Taming the A/B Testing Rollercoaster with Bayesian Analysis

12 min readJul 19, 2022

Dave Decker, Director of Data Science

Like many startups, Ethos faces a trade-off when it comes to product A/B testing between making decisions quickly and making decisions accurately. Furthermore, we are trying to drive convenience rather than engagement; ideally, a customer comes to our app, finds an appropriate life insurance policy, and then enjoys their life with the peace of mind that comes with protecting their family financially. However, driving convenience means that collecting ideal sample sizes for classical A/B testing could take months, delaying decisions, and backing up our roadmap. Alternatively, peeking at results early with classical null hypothesis testing introduces more false positives if not done carefully. Product managers may also become concerned with early poor performance which may be the result of sampling variance at low sample sizes.

Issues with classical null hypothesis testing

Even if we ignore philosophical debates about the merits of different approaches to statistics, the classical null hypothesis testing framework presents challenges in our environment.

As mentioned above, classical null hypothesis testing requires large sample sizes and test periods when run properly.
p-values are only valid for a given sampling intention. That is, after a sampling size has been predetermined, peeking at results raises the false positive rate above the stated alpha level.
Power is a curve dependent on an unknown effect size. Post-hoc power analysis using an observed effect size is a common, but incorrect, practice. Both due to the previous point and the last point below, using the observed effect size as the basis for a power calculation is likely to exaggerate it.
The rejection region of a test statistic favors the incumbent and hinders the realization of small improvements. In order to avoid “false positives” in rejecting the null hypothesis, the classical paradigm requires overcoming a hurdle of observed effect size. In other words, even if a new treatment arm empirically outperforms an incumbent, the null hypothesis test will encourage the tester to remain with the incumbent unless the empirical results reach a rejection region of the test statistic. From a decision theory point of view, this is problematic not only because it can prevent us from realizing small gains that do not pass significance tests, but also because if there truly is no difference between experiment arms, then there is no down side to choosing the treatment arm anyway.
It’s true that adjustments can be made in the calculations to allow for peeking repeatedly at results, but the “false positive” null hypothesis testing framework still favors the incumbent.
If we also care about estimating the lift of our A/B test winner, then filtering on a null hypothesis test biases our estimated effect size.

This last point is often ignored in both industry and academia, but it is true: if you require statistical significance to choose a winner that improves results over an incumbent, then the estimated improvement is biased, even if the method to estimate that difference was originally unbiased. This is true even if the researcher uses a two-tailed hypothesis test because there is no lift to estimate when we stay with an incumbent. I’ll illustrate this point with simulations.

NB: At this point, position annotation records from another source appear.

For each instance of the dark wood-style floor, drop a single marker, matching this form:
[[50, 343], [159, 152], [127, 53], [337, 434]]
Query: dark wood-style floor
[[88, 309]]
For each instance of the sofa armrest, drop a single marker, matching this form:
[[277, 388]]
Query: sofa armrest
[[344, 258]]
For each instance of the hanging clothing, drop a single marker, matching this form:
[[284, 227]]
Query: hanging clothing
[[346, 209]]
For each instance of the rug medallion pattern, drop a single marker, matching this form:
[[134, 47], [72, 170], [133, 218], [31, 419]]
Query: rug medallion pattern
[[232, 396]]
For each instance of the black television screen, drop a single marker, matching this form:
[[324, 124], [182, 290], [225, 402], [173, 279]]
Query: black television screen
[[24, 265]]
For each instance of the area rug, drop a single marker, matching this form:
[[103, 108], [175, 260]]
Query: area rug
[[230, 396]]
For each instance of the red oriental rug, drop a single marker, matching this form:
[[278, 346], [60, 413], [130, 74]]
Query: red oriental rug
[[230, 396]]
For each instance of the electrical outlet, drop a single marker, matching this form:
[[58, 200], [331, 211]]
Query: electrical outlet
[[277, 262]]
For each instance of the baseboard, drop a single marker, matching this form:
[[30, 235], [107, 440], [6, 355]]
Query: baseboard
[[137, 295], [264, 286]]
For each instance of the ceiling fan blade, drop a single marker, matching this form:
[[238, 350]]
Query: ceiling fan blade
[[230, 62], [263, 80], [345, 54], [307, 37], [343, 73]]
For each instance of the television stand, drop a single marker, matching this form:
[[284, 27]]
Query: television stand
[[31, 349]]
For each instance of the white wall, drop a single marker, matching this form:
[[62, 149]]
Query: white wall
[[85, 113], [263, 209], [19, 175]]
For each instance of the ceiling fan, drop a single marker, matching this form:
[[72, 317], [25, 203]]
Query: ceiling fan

Estimators have various properties we care about. Three common ones are bias, variance, and consistency. Bias refers to how far off our estimate will be from the true parameter value on average. Variance describes how far from the estimator’s expected value we can expect to be for a given sample, namely the average squared distance from the mean. A property that is often used to judge the trade-off of bias and variance is the mean square error. An estimator is consistent if it approaches the true value as sample sizes grow.

If we are interested in estimating the difference in conversion rates between treatment and control experiences, then the difference in observed conversion rates in our test is an unbiased estimator of this difference, and it is a consistent estimator as well. Further, it is the unbiased estimate with the lowest variance. Sounds pretty great, but we run into trouble as soon as we start filtering on null hypothesis tests.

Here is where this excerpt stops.